Выбрать главу

И еще Лена подумала, что Валентина Федоровна своей глупой и злобной ревностью вряд ли завоюет любовь мужа, скорее наоборот, оттолкнет его от себя…

Николай, по-прежнему стоявший около стола, поднял на Лену глаза и тихо сказал, виновато улыбнувшись:

— Елена Михайловна! Не сердитесь на нее! Пожалуйста!.. Она очень ревнива, а я сам виноват: я сегодня после конца работы не пошел домой… Она меня ждала, ждала… потом прибежала сюда и вообразила неведомо что…

Он не пошел домой именно потому, что хотел уклониться от очередных объяснений с женой, но жена явилась сама, да еще устроила такой глупый скандал!..

Лена молча улыбнулась и кивнула головой в знак того, что она не будет сердиться; а Николай смотрел на новую знакомую и невольно сравнивал ее со своей женой: Валя, безусловно, была красивее, ярче, эффектнее этой «Леночки из райзо», она умела одеваться, умела подчеркивать свою красоту, умела казаться лучше, чем на самом деле, особенно с первого взгляда…

А Лена была незаметной и неяркой, к ней надо было приглядеться, чтоб увидеть, что она хороша, даже очень хороша, с лучистыми серыми глазами, с пышной темно-русой косой… Хотя лицо ее было далеко от классической красоты, но именно такое, оно было особенно милым и симпатичным.

И Венецкий невольно подумал, что, если бы на месте его жены была бы эта почти незнакомая девушка, она никогда не позволила бы себе тех нелепых сцен, которыми отравляла его жизнь Валентина Федоровна.

* * *

С восходом солнца начались одна за другой воздушные тревоги. В кустах между Ясной и полотном железной дороги был разыгран настоящий бой: одни изображали врага и нападали на город, другие его защищали.

Войска были вооружены палками, сделанными в столярной мастерской в форме винтовок, только былыми: их не покрасили, потому что краска не успела бы высохнуть к началу военных действий. Володя Белкин притащил еще более грозное оружие: самодельный пулемет, который стрелять не умел, но зато трещал оглушительнее настоящего.

На санитарных постах, кроме «условных» раненых, побывало немало настоящих пострадавших с ушибами и ссадинами.

В семь-восемь часов утра началась новая работа: на всех дорогах, ведущих в районный центр, останавливали и поворачивали обратно колхозников, ехавших на базар.

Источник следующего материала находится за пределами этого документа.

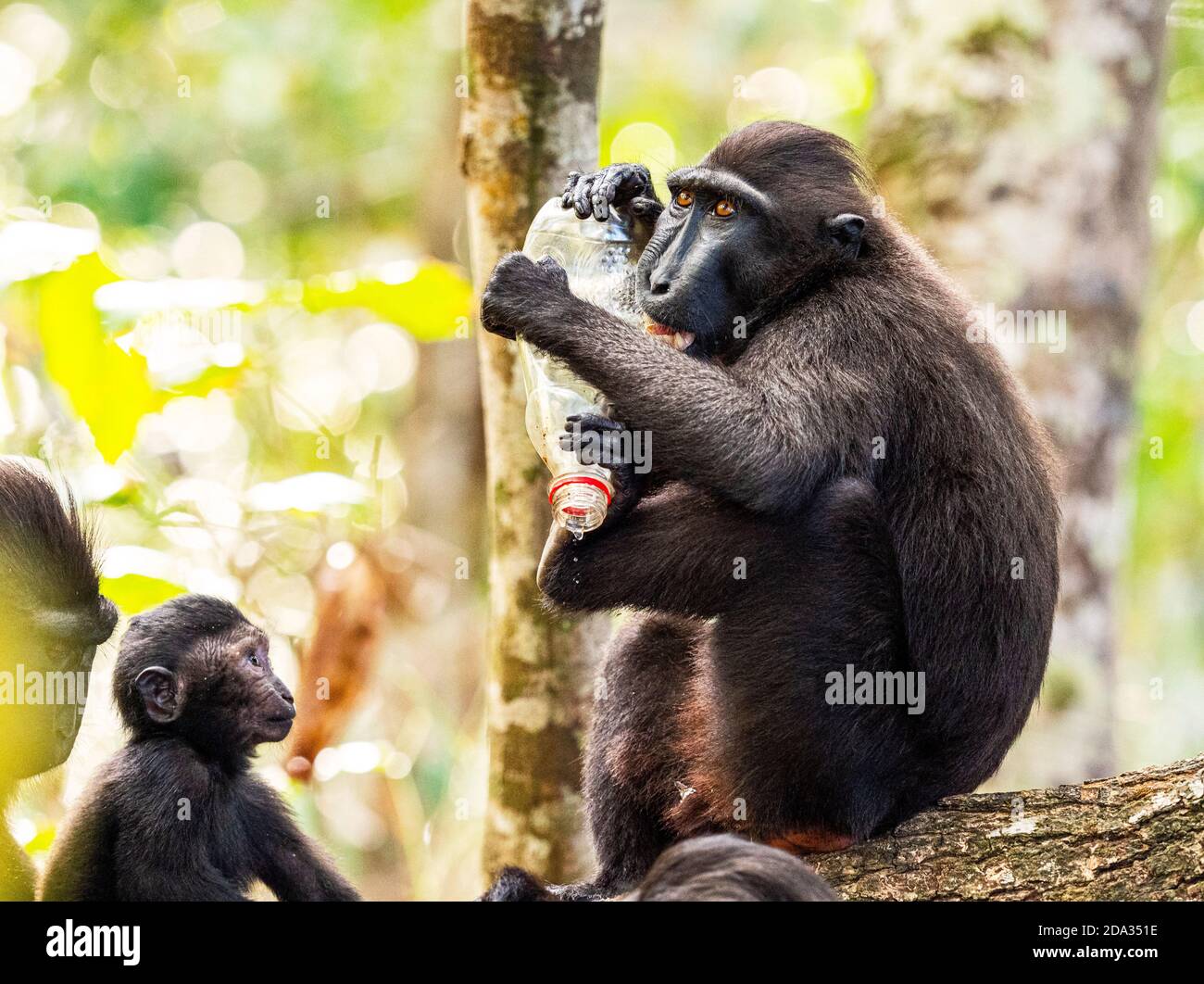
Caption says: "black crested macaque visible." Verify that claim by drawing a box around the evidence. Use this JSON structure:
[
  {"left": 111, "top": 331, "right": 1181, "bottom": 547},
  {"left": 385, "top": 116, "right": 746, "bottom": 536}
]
[
  {"left": 0, "top": 458, "right": 117, "bottom": 901},
  {"left": 482, "top": 121, "right": 1059, "bottom": 899},
  {"left": 43, "top": 595, "right": 358, "bottom": 902},
  {"left": 481, "top": 834, "right": 839, "bottom": 902}
]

Потом начали на улицах и около магазинов задерживать домохозяек и детей и загонять их в первые попавшиеся свои и чужие дома.

Больше всех распоряжался и командовал во всей этой кутерьме тот же неугомонный Виктор, хотя его никто не назначал командиром, но так само собой получилось.

Витька Щеминский был с детских лет своего рода районнной знаменитостью: не было в Липне, кажется, ни одного сада, где бы он не крал яблок; не бывало в школе ни одной шалости, ни одной проделки без его активного участия.

Способности у него были прекрасные, память исключительная, но и лень тоже исключительная. Он никогда не готовил уроков и три раза оставался на второй год, но стоило ему чем-нибудь всерьез заинтересоваться, и он мог по этому предмету ответить лучше всех.

Учителям он доставлял немало мучений. Несколько раз его хотели исключить их школы за хулиганство, но в таких случаях он говорил: «Я больше не буду!», сопровождая эти слова неотразимой, притворно-застенчивой улыбкой и — обезоруживал педагогов.

А на следующий день он опять принимался за прежнее. Наконец, с трудом и скандалами школа у него осталась позади.

Витька был способен и талантлив во всех отношениях, но феноменальная лень была в нем сильнее всех талантов.

Он хорошо пел, играл по слуху на всех музыкальных инструментах, какие подворачивались под руку, хорошо рисовал, изумительно схватывая сходство, но как только дело доходило до изучения нот, или правил перспективы, — и музыка, и живопись теряли для него всякий интерес.

Будучи еще в восьмом классе, он свел знакомство с вернувшимся из заключения вором Костей Петушенковым по прозвищу «Кот». Вместе они шныряли по базару, обчищали карманы пьяных и, наконец, обокрали магазин «Многолавку» на Советской улице.

Друзей судили. Кота отправили обратно в то место, которое он называл «дом родной» и «хата мамина», а Витьку по молодости лет помиловали, поверив ему на слово, что он «больше не будет».

Окончив с грехом пополам школу, Виктор Щеминский пробовал работать в разных местах, но нигде не мог удержаться дольше одного-двух месяцев: либо его увольняли за прогулы и разные выходки, либо он увольнялся сам, потому что работа ему надоедала.

И он снова садился на иждевение своей матери, Антонины Петровны, которая работала баньщицей, и одновременно торговала и спекулировала всем, чем придется.